Monday, December 12, 2011

CAR MUSIC

Anyone who knows me will tell you that I love music inside and out.  I think about music often during my day and dream about music all the time.  An old song from my youth or a section of a symphony, a piece of jazz by Ella Fitzgerald, or a snippet of something really treacle like "Whispering Hope" in a duet with Jo Stafford and Gordon MacRae (trust me there's a story here and if you listen to the aural pleasures to be gleaned by the teaming of the angelic Stafford and the golden baritone of MacRae, it's not that tacky).


But I got my first car in September. And Mona (the name I gave my car) came equipped with a six-changer CD player. Nirvana for the thousands of CDs that I own.  I remember listening to music in cars during my teenage years in California and during those top 40 days, I memorized so many of those songs because, and I didn't understand it until I finally had my own car, you're a captive audience.  So I'm like a kid in a candy store.  My 20+ CD carrier is constantly being replenished.  And it's been a blast.


I've been playing lots of opera.  Leontyne Price in her glorious early prime singing MADAMA BUTTERFLY live at the San Francisco Opera in the early 60s, before her Met debut. Has there ever been a more shimmering sound from a classical singer than Leontyne Price?  My speakers have been reverberating with the thrillingly intense singing of my buddy Christine Goerke, who sang one of the great test pieces for a dramatic soprano--ELEKTRA--in Madrid for the first time in her relatively young career in October.  I've watched the DVD endlessly, but the sheer thrill of hearing her in full throttle on my car speakers as I speed down the highway, is indescribable.  She's going to sing this role often in the next few years and it's going to be one of her calling cards.

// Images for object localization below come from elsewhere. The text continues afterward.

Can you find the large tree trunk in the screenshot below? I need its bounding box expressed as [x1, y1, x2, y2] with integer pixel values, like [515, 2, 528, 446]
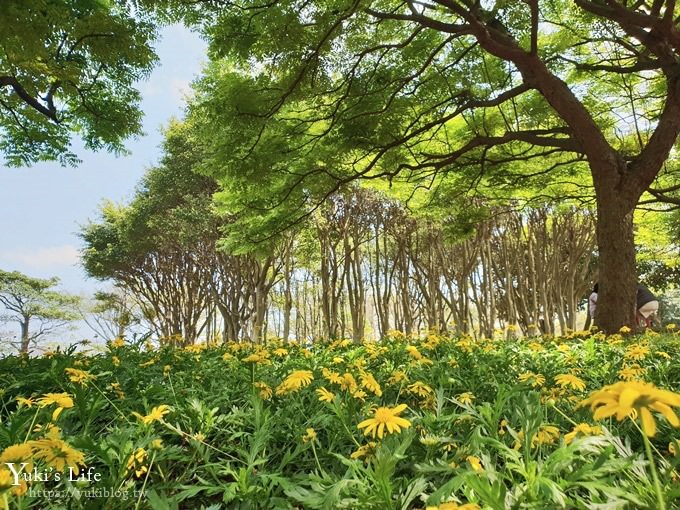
[594, 198, 638, 332]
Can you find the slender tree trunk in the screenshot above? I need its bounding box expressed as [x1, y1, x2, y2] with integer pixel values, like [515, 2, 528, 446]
[20, 317, 30, 353]
[282, 250, 292, 341]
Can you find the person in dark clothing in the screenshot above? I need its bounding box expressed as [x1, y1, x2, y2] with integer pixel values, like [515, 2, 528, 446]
[636, 284, 658, 328]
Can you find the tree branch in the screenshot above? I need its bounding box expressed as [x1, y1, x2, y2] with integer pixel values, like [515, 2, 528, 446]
[0, 76, 60, 122]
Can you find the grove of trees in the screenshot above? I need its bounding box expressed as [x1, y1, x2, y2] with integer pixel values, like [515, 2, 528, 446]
[5, 1, 680, 335]
[79, 122, 602, 344]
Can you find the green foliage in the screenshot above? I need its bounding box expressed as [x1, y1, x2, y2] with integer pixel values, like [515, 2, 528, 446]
[0, 269, 80, 350]
[0, 0, 159, 166]
[180, 0, 629, 246]
[0, 331, 678, 508]
[81, 120, 218, 280]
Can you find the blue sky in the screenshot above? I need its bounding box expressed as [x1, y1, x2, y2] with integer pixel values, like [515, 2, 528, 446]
[0, 24, 206, 300]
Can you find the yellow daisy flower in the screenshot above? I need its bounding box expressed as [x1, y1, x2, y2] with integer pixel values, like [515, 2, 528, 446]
[254, 382, 273, 400]
[275, 370, 314, 396]
[65, 367, 95, 386]
[407, 381, 433, 398]
[0, 443, 34, 471]
[302, 428, 317, 443]
[579, 381, 680, 437]
[30, 437, 85, 474]
[466, 455, 483, 472]
[316, 387, 335, 403]
[624, 344, 650, 361]
[457, 392, 475, 405]
[357, 404, 411, 439]
[427, 502, 481, 510]
[360, 372, 383, 397]
[554, 374, 586, 391]
[132, 405, 171, 425]
[564, 423, 602, 444]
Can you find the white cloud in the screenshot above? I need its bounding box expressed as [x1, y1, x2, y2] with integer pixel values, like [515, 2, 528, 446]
[170, 78, 193, 104]
[0, 245, 81, 271]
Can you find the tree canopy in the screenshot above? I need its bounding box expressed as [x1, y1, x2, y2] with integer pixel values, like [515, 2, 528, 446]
[0, 270, 80, 352]
[0, 0, 159, 166]
[177, 0, 680, 332]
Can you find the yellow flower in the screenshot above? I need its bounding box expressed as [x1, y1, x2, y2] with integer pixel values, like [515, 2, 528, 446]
[150, 439, 164, 450]
[110, 337, 125, 348]
[656, 351, 671, 360]
[457, 392, 475, 405]
[406, 345, 423, 360]
[579, 381, 680, 437]
[554, 374, 586, 391]
[65, 367, 95, 386]
[30, 437, 85, 474]
[564, 423, 602, 444]
[111, 356, 121, 367]
[16, 396, 34, 408]
[132, 405, 171, 425]
[618, 364, 646, 381]
[243, 351, 271, 365]
[466, 455, 483, 472]
[254, 382, 273, 400]
[339, 372, 358, 393]
[322, 368, 344, 385]
[518, 372, 545, 388]
[332, 356, 344, 364]
[498, 419, 509, 435]
[139, 358, 157, 368]
[556, 344, 571, 353]
[109, 382, 125, 400]
[456, 339, 473, 353]
[316, 387, 335, 403]
[350, 441, 377, 461]
[357, 404, 411, 439]
[528, 342, 544, 352]
[385, 329, 406, 340]
[513, 430, 525, 450]
[625, 343, 650, 361]
[302, 428, 317, 443]
[619, 326, 632, 334]
[427, 502, 481, 510]
[126, 448, 148, 478]
[275, 370, 314, 395]
[665, 323, 677, 331]
[387, 370, 408, 385]
[352, 389, 367, 401]
[360, 372, 383, 397]
[0, 443, 34, 472]
[407, 381, 433, 398]
[222, 352, 235, 361]
[0, 468, 14, 491]
[531, 425, 560, 446]
[272, 348, 288, 357]
[37, 392, 74, 421]
[607, 334, 623, 345]
[38, 392, 74, 409]
[184, 343, 205, 354]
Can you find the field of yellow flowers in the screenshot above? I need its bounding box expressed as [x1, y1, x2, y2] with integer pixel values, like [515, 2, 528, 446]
[0, 330, 679, 509]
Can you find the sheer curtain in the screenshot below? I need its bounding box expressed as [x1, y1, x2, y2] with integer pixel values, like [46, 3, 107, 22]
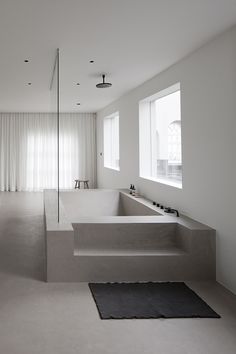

For pop music I've been awed anew by Barbra Streisand's latest CD--"What Matters Most".  I've been listening to Streisand since 1964.  "People" is still a test record to compare against other pop singers.  Streisand's gorgeous timbre has often thrilled me, appalled me, or left me indifferent--that the risk you run throughout a 50-year career.  To be fair, only Sinatra comes close. When you listen to this new CD you are struck by how much youth she's retained in her sound and how relaxed she's become as an interpreter.  Streisand is no longer overwrought.  Everything is pared down to essentials, and with very little loss or concession to age.  Yes, the voice can sometimes sound shredded in exposed loud singing, but her soft singing is diaphanous and agile and there's intent behind every phrase


All my pop friends have been telling me about Adele, so I downloaded her sophomore effort--"21".  This is an unquestionably great pop record with one memorable tune after the other from this sensational British talent. The voice is set low in contralto range, with a touch of yodel and smokey jazz and she sings of youthful and painful love.  Adele's vulnerability and her brassiness makes you pay attention. "Turning Tables" is my favorite of her songs, but truly this CD is superb.  There's a reason it has sold 10 million copies.  Lovely artist and long may she continue to grown and give us more memorable music.


And so every day I'm feeding my car CD changer lots of new stuff:  Tony Bennet's two albums with the jazz pianist Bill Evans.  Jesus those are amazing recordings. Jamie Cullum's "20-Something" CD is such a gas and one of my favorite pop/jazz CDs.  He can take a show tune like "I Could Have Danced All Night," or a Cole Porter standard, such as "I Get A Kick Out of You," and newly mint them for today's young audiences.  Madeleine Peyroux is another young artist I love.  I'm no longer a rock 'n roller, if I ever was one.  I do like listening to Dave Matthews, and Blood Swear and Tears (old school).


A Mozart Symphony, a Schubert song, Janet Baker singing anything, Harry Connick, Jr., Ella live in Paris in the early 60s, Bobby Darrin (so cool), John Legend, Etta James, Aretha before she became the Queen of Soul, Harry Nilsson, Kristin Chenoweth, Jo Stafford, Jack Jones, Linda Ronstadt, Pink Martini, Christine Goerke singing Turandot, Ariadne, and Kundry, Keely Smith (the Sinatra CD rocks), Kenny Rankin, Jane Monheit, Joseph Calleja (a Maltese tenor with a fantastic sound), Lucia Popp and Margaret Price (beloved sopranos from the 70s and 80s), Jesse Cook (a fantastic classical and World Music guitarist), Eileen Farrel singing the Blues and Barbara Cook rockin' Broadway's song books, and so many others have been taking pins on my car CD player.


And now I've bought Adele's Albert Hall concert (a.k.a. recital) DVD and CD combo.  The CD will be on my change as of tomorrow. And wait...I have a ton of movie soundtracks that need to be getting fresh hearings.  It's a good time to be listening to music.